January 27, 2006
Less than a month into the year and I've already reached a new low of crappy weeks. Sometimes it seems funny, but mostly it's a real downer, and I find myself yelling at cars and thinking hateful and ungracious thoughts about well nigh everyone.
The job is sucking the life out of me. There are just not enough days (or nights, or weekends) to get everything done, and the requests (or demands) just keep coming. My search for another job has taken on a new sense of urgency. Of the two places I interviewed last week, one reported that I was second choice, and the other (one that I really do want) said nothing until I emailed to follow up; then they said they'd make some decision at the end of the week and let me know (they haven't, and it's the end of the week - most peoples' weeks, anyway). This week I had an initial phone interview that seemed to go well but now seems to have gone nowhere. For years I've had no trouble getting jobs, and now I can't get arrested. I wonder if my luck has finally run out. Meanwhile I have to try really hard not to be a total snot at work. Service First!

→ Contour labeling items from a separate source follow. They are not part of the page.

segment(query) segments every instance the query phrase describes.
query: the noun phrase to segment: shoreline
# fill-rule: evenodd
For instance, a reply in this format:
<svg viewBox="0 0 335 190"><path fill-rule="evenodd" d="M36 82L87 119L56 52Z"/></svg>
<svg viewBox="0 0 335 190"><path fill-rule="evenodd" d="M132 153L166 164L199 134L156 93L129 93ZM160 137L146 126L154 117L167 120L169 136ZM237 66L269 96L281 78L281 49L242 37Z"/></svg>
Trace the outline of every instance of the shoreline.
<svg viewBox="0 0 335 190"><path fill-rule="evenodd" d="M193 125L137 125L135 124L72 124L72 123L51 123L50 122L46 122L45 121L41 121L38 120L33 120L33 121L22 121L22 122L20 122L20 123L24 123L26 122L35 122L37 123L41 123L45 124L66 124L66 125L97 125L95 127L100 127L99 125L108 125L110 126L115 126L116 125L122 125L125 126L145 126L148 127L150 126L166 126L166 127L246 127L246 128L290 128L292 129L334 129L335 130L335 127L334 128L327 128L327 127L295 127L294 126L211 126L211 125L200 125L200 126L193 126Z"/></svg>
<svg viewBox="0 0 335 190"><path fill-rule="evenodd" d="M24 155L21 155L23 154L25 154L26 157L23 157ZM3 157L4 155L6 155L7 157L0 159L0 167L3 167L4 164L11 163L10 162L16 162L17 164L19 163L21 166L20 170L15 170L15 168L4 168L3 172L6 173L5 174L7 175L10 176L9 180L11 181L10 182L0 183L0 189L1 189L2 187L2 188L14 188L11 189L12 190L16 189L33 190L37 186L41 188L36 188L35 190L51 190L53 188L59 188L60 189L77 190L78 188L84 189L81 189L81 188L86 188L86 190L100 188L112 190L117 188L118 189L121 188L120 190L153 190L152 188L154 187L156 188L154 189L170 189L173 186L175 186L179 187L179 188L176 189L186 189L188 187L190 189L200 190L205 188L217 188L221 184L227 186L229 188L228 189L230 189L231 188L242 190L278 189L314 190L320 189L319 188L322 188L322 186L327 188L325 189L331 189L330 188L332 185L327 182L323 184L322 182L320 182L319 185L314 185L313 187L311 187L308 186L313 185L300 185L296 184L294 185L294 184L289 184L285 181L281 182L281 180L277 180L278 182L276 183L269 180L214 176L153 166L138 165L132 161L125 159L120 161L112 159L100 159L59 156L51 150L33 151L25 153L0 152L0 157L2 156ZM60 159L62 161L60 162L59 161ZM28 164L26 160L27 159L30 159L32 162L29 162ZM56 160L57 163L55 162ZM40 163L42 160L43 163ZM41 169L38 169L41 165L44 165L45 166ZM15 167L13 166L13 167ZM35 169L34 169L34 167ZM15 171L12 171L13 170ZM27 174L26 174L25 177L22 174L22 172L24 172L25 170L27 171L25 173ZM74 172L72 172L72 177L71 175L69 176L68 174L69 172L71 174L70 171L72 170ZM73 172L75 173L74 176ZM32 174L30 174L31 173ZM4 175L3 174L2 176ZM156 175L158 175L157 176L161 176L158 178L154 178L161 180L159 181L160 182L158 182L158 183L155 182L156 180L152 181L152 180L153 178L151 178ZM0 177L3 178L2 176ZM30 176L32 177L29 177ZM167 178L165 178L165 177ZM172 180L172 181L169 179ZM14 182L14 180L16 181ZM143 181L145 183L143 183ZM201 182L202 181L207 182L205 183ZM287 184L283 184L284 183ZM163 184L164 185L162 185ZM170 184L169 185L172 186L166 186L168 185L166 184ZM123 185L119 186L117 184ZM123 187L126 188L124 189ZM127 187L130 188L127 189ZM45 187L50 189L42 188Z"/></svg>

Runningwise, well...this week my schedule ran out, so I fell back onto the 8-weeks-to-go week of Advanced Marathoning's 18-week 70+ plan, but I'm in such a crappy mood all the time lately that I find the P Plan less than inspiring. I wussed out and turned Wednesday's track workout into 6x3:30 hard on the road, but bagged that idea before I even started and instead just ran some miles, a few of 'em brisk. Thursday morning I thought I'd atone with 2 hard miles in the 10, but while the miles felt hard, they weren't particularly fast (6:30 and 6:19). Today I used my 2.5-mile warmup to obsess about how much I hate my job, and by the time I stopped home to shed extra clothes I was a seething mass, storming around yelling I can't take it anymore. I went out for the remainder of the 11 miles and after a while noticed some low 7s and even a high 6, and I figured the GPS was just blowing smoke up my ass. As I ran I called every car "stupid car" regardless of model and every driver "fat cow" regardless of gender. Now I have a blister on the sole of my foot.
Posted by joe positive at January 27, 2006 5:36 PM
I am so sorry to hear how much you hate your job. I know I have been there and it is so awful to be consumed by a) how much you have to do; and b) how much you hate everything about it. Good luck getting something else!